Unlock the Power of Custom SWC Plugins: A Step-by-Step Guide
The world of frontend web development is constantly evolving, and one of the most exciting recent developments is the emergence of Speedy Web Compiler (SWC). As a high-performance JavaScript/TypeScript compiler written in Rust, SWC has the potential to revolutionize the way we approach build pipelines for modern web projects. In this article, we’ll delve into the world of custom SWC plugins, exploring how to write, compile, and integrate them into your webpack builds.
A Word of Caution
Before we dive in, it’s essential to note that the SWC plugin system is still experimental. As such, you should be prepared to deal with potential API instability and breaking changes. However, the concepts and approaches shared in this article should remain valid, even as the APIs evolve.
Setting Up the Project
To get started, we’ll create a simple plugin that transforms console.log statements into console.debug statements. While this plugin may not be particularly useful in real-life scenarios, it serves as an excellent example to demonstrate the basic concepts of SWC plugin development.
First, let’s install the SWC command-line interface using Rust nightly-2022-09-23. We’ll also add a Wasm compile target and create a new SWC plugin project.
Implementing the SWC Plugin
With our project set up, let’s start implementing our custom SWC plugin. We’ll use the swc_core v.0.69 and implement the VisitMut trait for a given struct called TransformVisitor. This trait allows us to implement various methods that will be called when the Abstract Syntax Tree (AST) is traversed.

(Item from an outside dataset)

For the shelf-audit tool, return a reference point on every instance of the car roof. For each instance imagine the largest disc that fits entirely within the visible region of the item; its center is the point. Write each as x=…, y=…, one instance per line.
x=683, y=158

In our example, we’ll implement the visit_mut_call_expr method, which will be called whenever a call expression, such as console.log(), is encountered. We’ll also introduce some constants and implement our actual plugin logic, including drilling down the AST of the call expression and updating the callee to use the debug call instead of the log call.
Creating the Plugin Test Cases
Once we’ve implemented our logic, let’s create some test cases to ensure everything is working as expected. We’ll use the test-harness macro to create test cases for our plugin and run them using cargo test.
Building the SWC Plugin
With our plugin tested and validated, let’s build it using the following command: wasm-pack build --target wasm32-wasi. This will create our Wasm file, which we can then use in our webpack configuration.
Testing the Plugin with Webpack
Now it’s time to test our SWC plugin with webpack. Let’s set up a basic JavaScript project with webpack and create an index.js file with some console.log statements. We’ll then create a webpack.config.js file that configures swc-loader and our custom plugin.
The Results
When we run webpack, our plugin should be called, and the console.log statements should be replaced with console.debug statements. We can verify this by checking the output in build/bundle.js.
Conclusion
In this article, we’ve explored the world of custom SWC plugins, demonstrating how to write, compile, and integrate them into your webpack builds. While the plugin system is still experimental, it’s already possible to port complex Babel plugins to SWC by replicating the AST-traversal and modification logic and porting it to Rust. With SWC, we have the opportunity to rebuild and rethink some of the existing machinery, improving performance by orders of magnitude.